Wäre da nicht eben jener Sensationserfolg der KPÖ 2003 in Graz und
auch nicht die Person Kaltenegger, man würde es wohl nicht für
möglich halten, dass die KPÖ bei den nächsten Landtagswahlen mehr
als ein Prozent einfährt wie bei den LT-Wahlen 2000. Doch schon
manche haben sich da an der Ausstrahlung des in seinem
Wohnungsressort konsequente Klientelpolitik machenden Ernst
Kaltenegger getäuscht. Als Person wirkt er freundlich, verbindlich,
bescheiden und engagiert, insgesamt eher weniger KP-Ideologe denn
kuschelweicher Pragmatiker mit Grundsätzen, die Wähler nicht
verschrecken.
Die anderen Parteien müssen das Antreten der KPÖ also längst als
Warnung auffassen. Wenngleich Ernst Kaltenegger nicht den
Spitzenkandidaten machen will: "Ich kann nicht auf zwei
Hochzeiten tanzen." Man will sich seiner Popularität insofern
bedienen, dass die Liste "KPÖ-Kaltenegger heißen wird.
KPÖ sieht Wunsch der Bevölkerung nach Alternative
Aber wie will die KPÖ von einem auf 10 Prozent kommen? Kaltenegger:
"Bei der LT-Wahl 2000 hatten wir eine andere Rolle. Viele
hatten die Befürchtung, wenn sie uns wählen, geben sie eine
verlorene Stimme ab, weil wir ohnehin nicht in den Landtag
reingekommen wären. Das ist jetzt anders. Jetzt ist die Chance
gegeben."
Was will man in der Landespolitik erreichen? Kaltenegger: "Man
sieht ja, was im Land in den letzten Jahren alles passiert ist und
weiter passiert. Die Leute haben den Wunsch, dass wir als eine
Alternative für die Wahlen bereitstehen." Vor allem auf die
KPÖ-Themen Privilegien und Privatisierung wird man setzen.

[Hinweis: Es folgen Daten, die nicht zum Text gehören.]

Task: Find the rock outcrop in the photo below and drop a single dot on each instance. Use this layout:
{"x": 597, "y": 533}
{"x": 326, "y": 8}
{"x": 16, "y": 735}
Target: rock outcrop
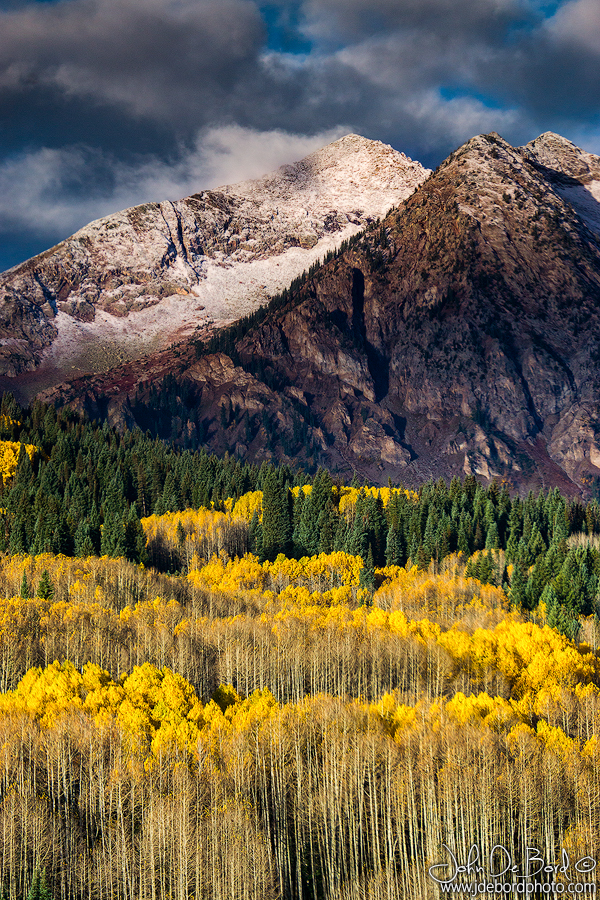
{"x": 136, "y": 281}
{"x": 460, "y": 336}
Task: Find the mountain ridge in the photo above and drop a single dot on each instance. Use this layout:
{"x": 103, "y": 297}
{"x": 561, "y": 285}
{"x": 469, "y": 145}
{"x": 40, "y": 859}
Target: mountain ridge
{"x": 457, "y": 337}
{"x": 139, "y": 279}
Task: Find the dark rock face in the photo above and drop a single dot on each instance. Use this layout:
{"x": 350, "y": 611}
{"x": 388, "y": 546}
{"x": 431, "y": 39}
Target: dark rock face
{"x": 461, "y": 336}
{"x": 138, "y": 280}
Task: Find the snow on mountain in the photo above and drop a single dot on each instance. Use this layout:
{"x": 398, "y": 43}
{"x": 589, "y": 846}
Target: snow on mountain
{"x": 138, "y": 280}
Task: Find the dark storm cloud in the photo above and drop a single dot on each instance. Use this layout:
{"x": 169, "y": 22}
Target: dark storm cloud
{"x": 105, "y": 103}
{"x": 171, "y": 62}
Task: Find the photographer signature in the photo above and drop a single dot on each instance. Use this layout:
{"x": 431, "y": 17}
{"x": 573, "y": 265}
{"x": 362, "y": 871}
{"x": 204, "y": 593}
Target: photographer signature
{"x": 500, "y": 862}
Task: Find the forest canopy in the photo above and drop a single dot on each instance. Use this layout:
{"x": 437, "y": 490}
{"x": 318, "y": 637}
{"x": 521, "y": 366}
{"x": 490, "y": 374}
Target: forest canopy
{"x": 221, "y": 680}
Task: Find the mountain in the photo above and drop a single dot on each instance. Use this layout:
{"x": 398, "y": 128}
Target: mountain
{"x": 460, "y": 336}
{"x": 138, "y": 280}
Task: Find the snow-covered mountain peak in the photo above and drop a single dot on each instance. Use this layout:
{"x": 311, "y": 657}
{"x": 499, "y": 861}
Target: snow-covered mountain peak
{"x": 140, "y": 279}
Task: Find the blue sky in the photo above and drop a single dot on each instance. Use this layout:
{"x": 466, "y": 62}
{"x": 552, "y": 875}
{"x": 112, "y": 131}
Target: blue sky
{"x": 107, "y": 103}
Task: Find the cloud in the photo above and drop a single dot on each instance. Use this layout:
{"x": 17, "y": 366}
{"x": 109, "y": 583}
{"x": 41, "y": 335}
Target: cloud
{"x": 48, "y": 191}
{"x": 160, "y": 59}
{"x": 105, "y": 103}
{"x": 578, "y": 23}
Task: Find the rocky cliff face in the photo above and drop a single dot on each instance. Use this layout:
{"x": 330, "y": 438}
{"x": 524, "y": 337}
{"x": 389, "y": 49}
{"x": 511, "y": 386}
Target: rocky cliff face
{"x": 138, "y": 280}
{"x": 460, "y": 336}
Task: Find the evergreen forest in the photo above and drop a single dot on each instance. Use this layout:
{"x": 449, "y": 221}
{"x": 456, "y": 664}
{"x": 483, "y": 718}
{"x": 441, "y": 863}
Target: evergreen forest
{"x": 229, "y": 680}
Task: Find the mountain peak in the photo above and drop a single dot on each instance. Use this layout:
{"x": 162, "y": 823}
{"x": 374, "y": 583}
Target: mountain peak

"Wie geht das Land mit öffentlichem Eigentum um? Wohnen wird
auch eine Rolle spielen: Z. B. die Wohnbauförderung, wo das Land im
letzten Jahr Wohnbaugeld einfach abgezogen hat. Oder wie das Land
mit der Stadt Graz umgeht: Die Stadt Graz wird vom Land nicht gut
behandelt. Etwa bei der Nahverkehrsabgabe, die wir uns wünschen,
das Land tut nicht weiter.
KPÖ-Themen: Privilegien und Privatisierungen
Insbesondere will die KPÖ diesmal die Nichtwähler mobilisieren und
sie sozusagen dort abholen, wo sie sind: "Die Nichtwähler
bringen auch eine Haltung zum Ausdruck. Wir wollen sie überzeugen,
dass ihre Stimme gebraucht wird, weil sonst die Mandate für die
Parteien nur billiger werden."
Dem öfter vorgebrachten Vorwurf, die KPÖ mache eine
"Neinsagerpolitik", widerspricht Kaltenegger: "Wir
haben nicht mitgestimmt beim Grundstückskauf für das Kunsthaus um
190 Mio. Schilling und bei der Stadthalle. 300 Mio. Schilling wären
o.k. gewesen, aber die Kosten von über 500 Mio. Schilling
übersteigen die Möglichkeiten der Stadt. Auch bei der Grazer Messe
konnten wir nicht mehr mit. Ebenso beim Stadtwerkeverkauf, die KPÖ
sagte nein, nun will die SPÖ sie wieder zurückkaufen. Die
Bevölkerung wird das alles spüren. Ansonsten ist der Vorwurf
falsch: 90 Prozent der Gemeinderatsbeschlüsse waren einstimmig, mit
den Stimmen der KPÖ. Die Leute, die das sagen, sind bloß sauer,
weil sie nicht sagen können, die KPÖ war dabei."
Im Übrigen schätzt Kaltenegger, dass im Herbst 2005 gewählt wird:
"Gegen gemeinsame Wahlen, Landtag und Gemeinderat, sind die
Bürgermeister. Im März GR-Wahlen und im Mai oder Juni LT-Wahlen
würden die Bürger erst recht nicht verstehen."